Pinch of iPad for home.

While iPhone X gestures feel natural and easy to use, Apple's iPad multitasking gestures can be complicated and confusing, especially if you try to use them for window applications side by side. Apple's new drag-and-drop feature is part of this multitasking, but it works better on the big screen of the iPad. (It has a very limited implementation on the iPhone.)

iOS 11 made a big difference with the familiar interfaces shared by the iPhone and the iPad, and that gap could be extended or closed when iOS 12 makes its expected debut later this year . Expanding the user experience gap is not necessarily a bad thing for the iPad, as it will probably help Apple to define it as a totally different device in the future. However, if you are an iPhone X user, that gap could be more confusing if Apple does not connect the experience and the user interface in an intuitive way.

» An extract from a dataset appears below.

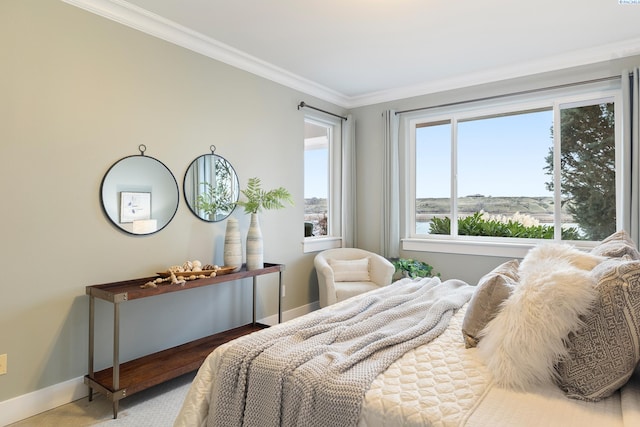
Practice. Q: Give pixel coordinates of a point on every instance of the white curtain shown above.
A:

I do not get confused when I change from a MacBook to an iPhone X because the software and the hardware are very different. There are rumors that Apple can combine iOS and Mac applications this year so that developers can create universal applications that fit the platform on which they run. IOS apps that run on a traditional MacBook would create new gestural dilemmas (probably translate them to the touchpad) for Macs that do not have touch screens. These universal applications will present even more challenges if Apple wants to keep the family iOS on the iPad and iPhone, and could push Apple to further differentiate the experience between the two.





iPad Pro multitasking.

Apple is positioning the iPad as the future of personal computing. The company further consolidated the idea by presenting the iPad, not the MacBook, at its educational event. However, Apple is lagging behind both Google and Microsoft in the US classrooms. UU., And most schools use Chromebook laptops instead of tablets. The iPad Pro has already become more portable, thanks to the keyboard and pen support. But Apple has refused to implement mouse support, forcing users to move their hands from the keyboard to the touch screen to navigate. That has led some to wonder who the iPad Pro is for, as Apple continues to push the device as a computer replacement.

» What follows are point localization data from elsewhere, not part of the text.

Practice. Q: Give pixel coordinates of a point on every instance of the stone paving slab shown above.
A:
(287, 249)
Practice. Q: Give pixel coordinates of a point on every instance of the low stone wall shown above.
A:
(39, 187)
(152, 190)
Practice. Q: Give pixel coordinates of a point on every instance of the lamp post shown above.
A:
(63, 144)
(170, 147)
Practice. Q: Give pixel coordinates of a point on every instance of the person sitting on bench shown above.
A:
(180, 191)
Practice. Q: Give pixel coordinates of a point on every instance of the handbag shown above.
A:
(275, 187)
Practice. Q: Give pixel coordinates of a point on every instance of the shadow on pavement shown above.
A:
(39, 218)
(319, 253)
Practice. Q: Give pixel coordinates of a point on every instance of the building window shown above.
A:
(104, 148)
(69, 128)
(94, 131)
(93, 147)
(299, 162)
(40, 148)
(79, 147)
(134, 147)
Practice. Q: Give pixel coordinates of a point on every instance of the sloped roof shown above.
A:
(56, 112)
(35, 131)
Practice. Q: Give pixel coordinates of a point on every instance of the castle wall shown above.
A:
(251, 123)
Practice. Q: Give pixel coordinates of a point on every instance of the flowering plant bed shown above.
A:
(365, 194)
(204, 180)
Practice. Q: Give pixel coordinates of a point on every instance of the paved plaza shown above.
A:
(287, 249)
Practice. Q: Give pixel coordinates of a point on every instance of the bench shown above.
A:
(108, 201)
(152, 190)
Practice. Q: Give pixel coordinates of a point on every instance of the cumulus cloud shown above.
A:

How Apple resolves its device through the device will be interesting to observe the challenge of the experience in the coming years, especially now that it is rumored that Apple will abandon Intel chips on Macs as early as 2020. According to reports, Apple will replace Intel processors with the company's own ARM-based chips used on the iPhone and iPad. This could eventually lead to the vast majority of Apple laptops (or something like that) running iOS instead of macOS.

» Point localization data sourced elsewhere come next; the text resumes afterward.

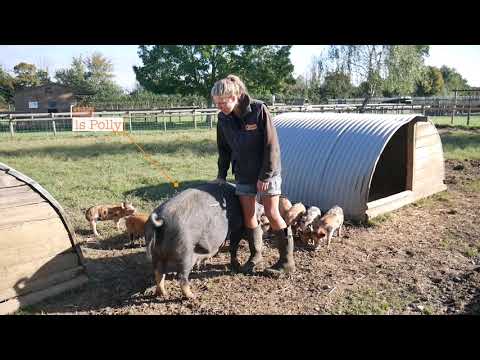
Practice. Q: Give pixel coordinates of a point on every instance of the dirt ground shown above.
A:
(421, 259)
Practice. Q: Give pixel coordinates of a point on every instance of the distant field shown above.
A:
(458, 121)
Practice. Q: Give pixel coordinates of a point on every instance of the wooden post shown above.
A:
(469, 109)
(454, 107)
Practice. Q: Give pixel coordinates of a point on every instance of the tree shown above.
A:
(43, 76)
(405, 67)
(453, 80)
(337, 84)
(393, 69)
(7, 86)
(92, 75)
(193, 69)
(432, 83)
(74, 77)
(26, 75)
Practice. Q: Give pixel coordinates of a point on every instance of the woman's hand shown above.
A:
(218, 181)
(262, 186)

Until then, the inevitable discussion about an iPad that will "replace" a laptop will continue, while the iPad continues to be a viable alternative for many professionals. The iPad does not need to replace a laptop to fit the broader aspect of personal computing, it has already done so simply because it is a great tablet, but it seems that the iPad and iOS are at a significant turning point, and decisions Apple's little things like gestures will provide early clues about the future of the iPad. The iPad is changing, albeit slowly and with some drawbacks for iPhone users, and now it's up to Apple to really show us what the two devices are capable of.